If you want to know what to anticipate in the future, a good first step is to look at the past. Businesses use this historical information in forecasting to plan their budgets and anticipate upcoming expenses.
What is Forecasting?
A technique for making informed estimates, forecasting applies historical data inputs to model future outcomes. Forecasting makes some basic assumptions around market and business conditions that can be disrupted. Due to those unknowable conditions, forecasting must be conducted often for accuracy. For example, a forecast may not anticipate a disrupter on the market or the acquisition of a new strategic account. Accuracy in forecasting is vital, as it influences purchasing fixed assets, staffing plans, funding and significant expenses. Forecasting is also used in valuation, which is focused on cash flow.
Forecasting vs. Budgeting
Although budgeting and forecasting often go hand-in-hand, they are unique financial practices, according to Accounting Tools.
Budgeting allocates revenue, outlining company expectations for an annual period. This typically includes:
- A detailed plan for expenses, revenue and cash flow
- Estimated debt reduction
- Anticipated cash flow
- Comparison of actual versus budgeted as the year progresses
- An impact on employee compensation based on results against budget
Forecasting estimates future financial results based on historical data. This typically includes:
- Significant revenue and expenses
- Updates at regular intervals when changes in the business occur
- Short and long term estimates. For example, revenue forecasts may be quarterly.
Forecasting typically does not include:
- Comparison of actual versus forecast
- An impact on employee compensation based on results against forecast
Depending on an organization’s industry and focus, forecasting methods can vary. Generally, this begins with a base assumption, selection of the appropriate dataset and a plan for analyzing the dataset. The analyst may be comparing revenue and economic indicators or observing changes in financial or statistical data to determine the relationship between variables.
The scope of forecasting can determine whether a qualitative or quantitative approach is used. Short-term forecasts may benefit from a qualitative approach, which is much more reliant on expert opinion and limited statistical data. Qualitative approaches are based on polls, surveys or market research. Quantitative methods apply more analytics, using time series methods, analysis of leading or lagging indicators, or economic modeling.
Some typical forecasting methods include:
The straight-line method uses historical trends to predict future growth. First, a sales growth rate is established looking at historical performance. Then, assuming growth continues at the same trajectory, the growth rate is applied for a future timeframe.
The moving average method looks at patterns in a dataset to determine patterns that establish future estimates. Generally, this is a three or five-month moving average. Using a three-month moving average, the analyst will calculate the average revenue of the current and past two months. This average is then applied to a future timeframe.
Simple linear regression, or regression analysis, analyzes the relationship between variables. For example, a company may correlate its advertising spend to revenue and then apply that correlation to predict future revenue based on advertising spend.
Multiple linear regression is regression analysis applied when multiple variables impact the projection. Using the previous example, a company may note that it’s not only advertising spend, but the cost of promotions, that influence revenue.
Hybrid forecasting blends analytics and general knowledge based on a feel or expert assessment of a situation.

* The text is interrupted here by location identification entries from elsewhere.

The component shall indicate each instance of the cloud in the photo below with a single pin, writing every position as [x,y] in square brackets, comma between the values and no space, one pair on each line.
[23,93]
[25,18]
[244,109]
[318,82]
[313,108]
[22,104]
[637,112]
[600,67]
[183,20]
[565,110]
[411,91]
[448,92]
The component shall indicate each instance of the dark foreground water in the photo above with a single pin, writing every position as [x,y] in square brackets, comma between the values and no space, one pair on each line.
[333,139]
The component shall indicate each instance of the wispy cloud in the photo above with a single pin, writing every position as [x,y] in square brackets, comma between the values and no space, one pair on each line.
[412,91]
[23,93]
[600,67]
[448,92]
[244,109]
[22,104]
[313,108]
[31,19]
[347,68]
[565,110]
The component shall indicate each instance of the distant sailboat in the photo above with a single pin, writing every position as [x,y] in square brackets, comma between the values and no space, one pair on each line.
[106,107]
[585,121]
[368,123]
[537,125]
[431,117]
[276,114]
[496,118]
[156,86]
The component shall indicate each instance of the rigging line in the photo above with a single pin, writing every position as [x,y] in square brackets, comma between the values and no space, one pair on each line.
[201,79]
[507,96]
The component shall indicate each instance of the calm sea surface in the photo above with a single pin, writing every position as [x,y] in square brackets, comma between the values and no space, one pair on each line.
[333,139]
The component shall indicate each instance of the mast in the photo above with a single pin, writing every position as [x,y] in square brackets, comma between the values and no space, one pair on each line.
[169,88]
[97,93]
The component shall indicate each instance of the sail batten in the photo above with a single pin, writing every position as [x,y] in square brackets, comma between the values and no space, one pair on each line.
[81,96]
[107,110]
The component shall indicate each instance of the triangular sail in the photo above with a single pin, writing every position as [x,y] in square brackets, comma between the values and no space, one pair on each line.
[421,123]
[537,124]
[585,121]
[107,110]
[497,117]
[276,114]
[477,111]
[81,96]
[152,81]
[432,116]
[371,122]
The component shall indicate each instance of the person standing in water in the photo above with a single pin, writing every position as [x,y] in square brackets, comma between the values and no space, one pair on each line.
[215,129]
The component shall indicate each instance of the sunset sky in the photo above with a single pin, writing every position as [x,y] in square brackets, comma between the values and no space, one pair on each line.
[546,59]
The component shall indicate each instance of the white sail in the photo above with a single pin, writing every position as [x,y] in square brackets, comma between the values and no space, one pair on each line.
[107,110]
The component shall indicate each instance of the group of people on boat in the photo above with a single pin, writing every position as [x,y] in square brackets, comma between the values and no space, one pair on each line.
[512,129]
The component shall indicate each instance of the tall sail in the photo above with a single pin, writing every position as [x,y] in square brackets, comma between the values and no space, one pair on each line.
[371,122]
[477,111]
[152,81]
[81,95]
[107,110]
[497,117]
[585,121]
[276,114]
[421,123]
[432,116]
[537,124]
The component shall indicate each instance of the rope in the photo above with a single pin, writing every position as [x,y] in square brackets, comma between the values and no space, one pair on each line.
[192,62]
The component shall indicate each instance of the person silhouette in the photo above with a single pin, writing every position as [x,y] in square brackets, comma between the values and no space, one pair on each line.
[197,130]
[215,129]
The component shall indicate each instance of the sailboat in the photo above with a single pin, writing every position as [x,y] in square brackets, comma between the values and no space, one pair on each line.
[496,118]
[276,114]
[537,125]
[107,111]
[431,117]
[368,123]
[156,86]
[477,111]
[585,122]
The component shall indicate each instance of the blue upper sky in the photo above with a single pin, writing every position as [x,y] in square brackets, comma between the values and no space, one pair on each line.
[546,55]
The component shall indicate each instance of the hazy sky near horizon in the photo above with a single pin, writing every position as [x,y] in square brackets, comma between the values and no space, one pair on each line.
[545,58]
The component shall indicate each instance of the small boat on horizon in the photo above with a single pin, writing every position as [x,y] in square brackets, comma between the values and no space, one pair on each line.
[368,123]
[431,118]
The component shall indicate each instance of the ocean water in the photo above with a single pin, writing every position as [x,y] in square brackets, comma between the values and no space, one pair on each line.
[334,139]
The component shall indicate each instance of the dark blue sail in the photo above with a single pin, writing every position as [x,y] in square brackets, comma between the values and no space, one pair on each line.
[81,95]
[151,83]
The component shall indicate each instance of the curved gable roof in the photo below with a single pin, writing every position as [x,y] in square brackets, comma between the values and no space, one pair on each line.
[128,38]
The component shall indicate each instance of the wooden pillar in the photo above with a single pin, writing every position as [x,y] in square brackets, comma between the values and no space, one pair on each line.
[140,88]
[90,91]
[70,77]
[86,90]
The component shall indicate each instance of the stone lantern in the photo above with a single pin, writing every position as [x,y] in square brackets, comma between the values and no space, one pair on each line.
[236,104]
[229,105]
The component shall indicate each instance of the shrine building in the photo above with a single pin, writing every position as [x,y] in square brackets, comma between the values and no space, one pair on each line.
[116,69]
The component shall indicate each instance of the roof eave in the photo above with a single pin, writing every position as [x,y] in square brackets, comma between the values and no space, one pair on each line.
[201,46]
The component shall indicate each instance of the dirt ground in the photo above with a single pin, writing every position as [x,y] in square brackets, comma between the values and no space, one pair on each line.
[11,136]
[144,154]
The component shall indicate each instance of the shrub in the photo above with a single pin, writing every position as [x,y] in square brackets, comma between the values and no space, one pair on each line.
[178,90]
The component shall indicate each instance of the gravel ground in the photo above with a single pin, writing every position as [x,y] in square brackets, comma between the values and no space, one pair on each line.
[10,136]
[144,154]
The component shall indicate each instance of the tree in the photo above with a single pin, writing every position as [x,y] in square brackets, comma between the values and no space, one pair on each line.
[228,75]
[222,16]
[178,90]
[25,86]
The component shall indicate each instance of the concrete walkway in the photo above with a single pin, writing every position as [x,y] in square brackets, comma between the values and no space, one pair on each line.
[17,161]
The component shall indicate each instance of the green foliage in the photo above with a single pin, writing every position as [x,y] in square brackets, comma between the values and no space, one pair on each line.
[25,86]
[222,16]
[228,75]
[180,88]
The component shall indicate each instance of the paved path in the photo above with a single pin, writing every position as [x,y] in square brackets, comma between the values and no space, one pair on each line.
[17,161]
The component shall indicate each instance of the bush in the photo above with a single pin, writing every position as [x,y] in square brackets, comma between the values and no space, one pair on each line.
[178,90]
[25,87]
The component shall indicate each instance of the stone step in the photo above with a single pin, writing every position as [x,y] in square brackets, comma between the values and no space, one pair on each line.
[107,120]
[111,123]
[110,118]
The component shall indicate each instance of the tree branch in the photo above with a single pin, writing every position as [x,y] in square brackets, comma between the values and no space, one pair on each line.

Considerations in Forecasting
For a forecast to be valuable, it must be generally reliable. Forecasters should be mindful of several areas to ensure they are delivering a sound forecast:
- Anticipate any potential political or legal influence.
- Understand and use the appropriate business cycle.
- Examine demographic trends that could change the landscape. For example, a surge of retiring baby boomers could increase demand for retirement services.
- Review outliers or historical anomalies. For example, a successful product launch may see a rise in growth for the first year, but the business may not anticipate sustaining that growth rate.
- Understand relationships between variables.
- Establish the assumptions made in the forecast.
- Provide a forecast with a range of outcomes, and across both short and long timeframes.
- Root the forecast in the industry context, bearing in mind the addressable market, as sales cannot logically exceed the addressable market.
- Consider the competition to ensure competitor share and disruption is also accounted for.
- Amend and adjust forecasts as needed, and view the forecast as a dynamic tool.
- Assess past forecasts against actual revenue and understand how to improve forecasting approaches in the future.
In many cases, issues in forecasts come down to simple human error, according to the Harvard Business Review. Forecasters should avoid these errors:
- Don’t keep bad news quiet. One key weakness can be win rates, as salespeople worry about lower win rates. Unfortunately, a false win rate leads to over-inflated estimates.
- Don’t keep separate “real” records and report something else in the Customer Relationship Management (CRM) system.
- Don’t let false hope inflate predictions. If a deal is probably dead, assume it is to avoid unrealistic floating deals.
- Don’t avoid asking questions. If variables, data or relationships don’t make sense – ask.
By rewarding accuracy and vetting forecasts, over time businesses can improve their accuracy, which results in better budgets and a more realistic understanding of the business. And, better control is likely to lead to better outcomes.